Ad Serving Possibly Degraded
Incident Report for Xandr
Postmortem

Incident Summary
From approximately 20:40 UTC to 22:05 on Monday, November 23rd the impression bus went partially down in most datacenters resulting in a high percentage of blanks and timeouts. 

Scope of Impact
During the incident window customers experienced a high percentage of blanks and timeouts in all datacenters except for the NYM datacenter.

Timeline (UTC)
2020-11-23 19:34:00: Incident started, first crashes occur in SIN datacenter

2020-11-23 19:37:00: Alert received for SIN datacenter crashes

2020-11-23 19:42:00: Incident escalated

2020-11-23 20:06:00: Underlying problem identified

2020-11-23 20:21:00: Initial fix implemented

2020-11-23 20:39:00: Additional alert received indicating that other datacenters were experiencing issues

2020-11-23 21:02:00: Engineering releases a hotfix

2020-11-23 22:21:00: Impression bus starts to recover

2020-11-24 02:14:00: Incident resolved

Cause Analysis
The incident was caused by the removal of a Prebid Server object, which exposed an old and erroneous Impression bus assumption and resulted in the observed datacenter crashes.

Resolution Steps
Our engineers resolved the issue by stopping the source of data causing the issue while simultaneously correcting the underlying error in a new release.

Next Steps
- Schedule additional training to help identify and prevent this issue type in the future.
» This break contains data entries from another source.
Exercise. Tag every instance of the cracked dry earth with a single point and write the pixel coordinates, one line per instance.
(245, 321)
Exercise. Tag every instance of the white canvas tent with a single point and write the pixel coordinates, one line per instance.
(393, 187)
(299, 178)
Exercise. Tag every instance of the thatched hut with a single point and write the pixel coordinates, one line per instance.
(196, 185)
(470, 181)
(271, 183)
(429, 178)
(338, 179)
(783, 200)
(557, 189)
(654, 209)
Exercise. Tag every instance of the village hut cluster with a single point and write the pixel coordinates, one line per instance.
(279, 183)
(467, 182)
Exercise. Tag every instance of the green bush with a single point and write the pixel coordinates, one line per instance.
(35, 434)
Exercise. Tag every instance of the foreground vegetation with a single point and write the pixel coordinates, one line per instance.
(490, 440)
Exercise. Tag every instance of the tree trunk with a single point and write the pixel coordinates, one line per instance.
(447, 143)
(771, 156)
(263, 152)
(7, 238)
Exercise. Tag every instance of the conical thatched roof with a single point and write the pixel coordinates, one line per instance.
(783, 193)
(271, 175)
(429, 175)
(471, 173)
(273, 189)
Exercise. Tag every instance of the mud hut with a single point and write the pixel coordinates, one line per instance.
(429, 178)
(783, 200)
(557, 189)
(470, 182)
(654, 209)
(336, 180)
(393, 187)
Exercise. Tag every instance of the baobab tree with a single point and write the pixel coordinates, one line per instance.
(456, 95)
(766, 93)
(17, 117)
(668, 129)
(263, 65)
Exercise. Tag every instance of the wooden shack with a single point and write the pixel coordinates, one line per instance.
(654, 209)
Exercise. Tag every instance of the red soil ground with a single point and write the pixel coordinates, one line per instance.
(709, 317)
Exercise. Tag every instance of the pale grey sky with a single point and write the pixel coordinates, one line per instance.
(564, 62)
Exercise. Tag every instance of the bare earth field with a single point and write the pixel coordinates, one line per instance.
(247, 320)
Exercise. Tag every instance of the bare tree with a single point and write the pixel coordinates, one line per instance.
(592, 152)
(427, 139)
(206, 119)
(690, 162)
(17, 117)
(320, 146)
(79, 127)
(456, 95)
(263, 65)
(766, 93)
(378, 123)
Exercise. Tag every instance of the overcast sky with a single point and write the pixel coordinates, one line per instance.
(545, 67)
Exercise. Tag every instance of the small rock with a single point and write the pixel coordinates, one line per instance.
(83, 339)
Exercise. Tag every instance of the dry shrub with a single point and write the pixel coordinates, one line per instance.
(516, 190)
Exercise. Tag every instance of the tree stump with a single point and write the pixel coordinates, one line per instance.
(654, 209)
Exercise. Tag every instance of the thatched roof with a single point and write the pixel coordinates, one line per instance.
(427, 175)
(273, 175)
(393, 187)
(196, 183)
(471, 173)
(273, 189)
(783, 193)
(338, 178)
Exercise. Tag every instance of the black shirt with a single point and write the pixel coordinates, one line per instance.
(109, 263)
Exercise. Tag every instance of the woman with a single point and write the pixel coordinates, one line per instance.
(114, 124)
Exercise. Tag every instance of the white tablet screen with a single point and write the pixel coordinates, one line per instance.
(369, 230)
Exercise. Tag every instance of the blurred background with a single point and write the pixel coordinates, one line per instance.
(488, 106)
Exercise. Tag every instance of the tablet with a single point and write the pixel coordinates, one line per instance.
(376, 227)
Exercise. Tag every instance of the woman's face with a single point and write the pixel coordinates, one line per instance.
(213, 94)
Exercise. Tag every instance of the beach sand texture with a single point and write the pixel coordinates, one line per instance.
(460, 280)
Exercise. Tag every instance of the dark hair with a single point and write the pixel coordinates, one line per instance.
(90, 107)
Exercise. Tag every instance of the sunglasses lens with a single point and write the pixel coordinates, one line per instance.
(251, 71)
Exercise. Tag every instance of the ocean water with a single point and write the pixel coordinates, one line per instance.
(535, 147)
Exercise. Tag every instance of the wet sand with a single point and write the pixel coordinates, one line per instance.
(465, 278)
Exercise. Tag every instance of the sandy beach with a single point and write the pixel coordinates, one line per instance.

Posted Dec 03, 2020 - 21:32 UTC

Resolved

The incident has been fully resolved. We apologize for the inconvenience this issue may have caused, and thank you for your continued support.

Posted Nov 24, 2020 - 17:32 UTC
Monitoring

We have patched the issue and are monitoring our systems closely. We will provide an update as soon as the issue has been fully resolved.

Posted Nov 24, 2020 - 03:24 UTC
Identified

We have identified the following issue:

  • Component(s): Ad Serving
  • Impact(s):
    • Possible issues with ad delivery
  • Severity: Partially Degraded
  • Datacenter(s): Global

Our engineers are actively working towards a resolution, and we will provide an update as soon as possible. Thank you for your patience.

Posted Nov 23, 2020 - 21:04 UTC